Booksellers urged to make their views known
As of Thursday, May 24, booksellers have 32 days to submit a letter to the Department of Justice (DOJ) expressing their opinions about the proposed settlement with three of the five publishers involved in DOJ’s civil suit regarding the agency model.
That settlement must be approved by the court, but, before that can happen, the Tunney Act requires DOJ to accept comments from the public, to publish the comments, and to submit a written summary of the comments to the federal court charged with considering approval.

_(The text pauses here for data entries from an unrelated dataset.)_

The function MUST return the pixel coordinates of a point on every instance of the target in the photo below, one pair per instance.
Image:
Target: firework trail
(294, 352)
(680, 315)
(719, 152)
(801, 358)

A federal judge will then determine whether the remedy being proposed is “in the public interest.” (ABA CEO Oren Teicher recently e-mailed member booksellers about the opportunity for public comments.)
Teicher noted to Bookselling This Week that a number of booksellers had shared with ABA copies of the letters that they had submitted to the Department of Justice (DOJ).

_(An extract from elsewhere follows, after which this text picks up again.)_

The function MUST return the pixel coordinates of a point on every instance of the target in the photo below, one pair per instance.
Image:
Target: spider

“These letters are extremely important communications from business owners directly affected by the proposed settlement, and they offer a compelling argument as to exactly why DOJ’s actions in this matter are so ill-advised,” said Teicher. “To the booksellers who have already written, we extend many thanks. And to all the booksellers who have not yet written, I strongly urge you to make your views known. The provisions of the Tunney Act allow us to communicate directly to the court and to share our belief that the agency model has helped make the market for e-books more competitive and more diverse. The end of the agency model and the remedy proposed by the Department of Justice is almost certain to return us to a market controlled by one retailer, and there has never been an example where that is good for either consumers or an industry. This is our moment to speak out, and it’s imperative that we do so.”
Booksellers’ comments should go to:
Chief, Litigation III Section
U.S. Department of Justice
450 5th Street, NW, Suite 4000
Washington, DC 20530
It would be helpful if booksellers would send a copy of those comments to ABA Content Officer Dan Cullen so that ABA can also track what is being said about the proposed consent decree.

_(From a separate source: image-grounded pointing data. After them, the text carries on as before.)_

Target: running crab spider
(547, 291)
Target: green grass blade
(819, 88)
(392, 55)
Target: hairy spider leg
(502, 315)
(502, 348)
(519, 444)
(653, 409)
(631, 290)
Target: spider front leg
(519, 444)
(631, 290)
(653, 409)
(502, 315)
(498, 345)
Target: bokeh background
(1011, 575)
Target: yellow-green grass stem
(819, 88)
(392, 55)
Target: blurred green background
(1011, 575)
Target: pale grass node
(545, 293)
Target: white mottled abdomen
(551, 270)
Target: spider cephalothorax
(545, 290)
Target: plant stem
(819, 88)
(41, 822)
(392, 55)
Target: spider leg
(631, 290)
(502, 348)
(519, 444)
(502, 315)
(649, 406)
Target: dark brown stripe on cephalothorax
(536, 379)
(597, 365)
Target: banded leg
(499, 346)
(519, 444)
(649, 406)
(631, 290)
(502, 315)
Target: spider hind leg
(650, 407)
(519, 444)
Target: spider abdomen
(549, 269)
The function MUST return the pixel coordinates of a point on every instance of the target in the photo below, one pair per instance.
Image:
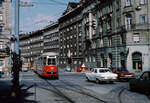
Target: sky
(40, 14)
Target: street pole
(16, 54)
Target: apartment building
(31, 46)
(51, 38)
(5, 25)
(70, 36)
(117, 33)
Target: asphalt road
(74, 88)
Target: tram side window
(51, 61)
(44, 61)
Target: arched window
(137, 61)
(128, 21)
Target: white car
(101, 75)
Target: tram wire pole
(16, 54)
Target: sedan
(101, 75)
(124, 74)
(141, 84)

The deadline for submitting comments is Monday, June 25.
On April 11, the Department of Justice filed a civil suit against Apple and five major publishers with agency model pricing for e-books. In announcing the civil suit, DOJ also announced that Simon & Schuster, HarperCollins, and Hachette had settled with the government. While denying that they had violated antitrust laws and while defending the agency model, the three publishers agreed that they would no longer employ the agency model for e-books for two years. Apple, Macmillan, and Penguin have stated that they intend to vigorously fight the civil suit.
Federal legislation — specifically, the Antitrust Penalties and Procedures Act (often referred to as the “Tunney Act,” after the law’s sponsor, former California Senator John Tunney) — provides a crucial opportunity for booksellers to make their views known to the federal court regarding the proposed settlement.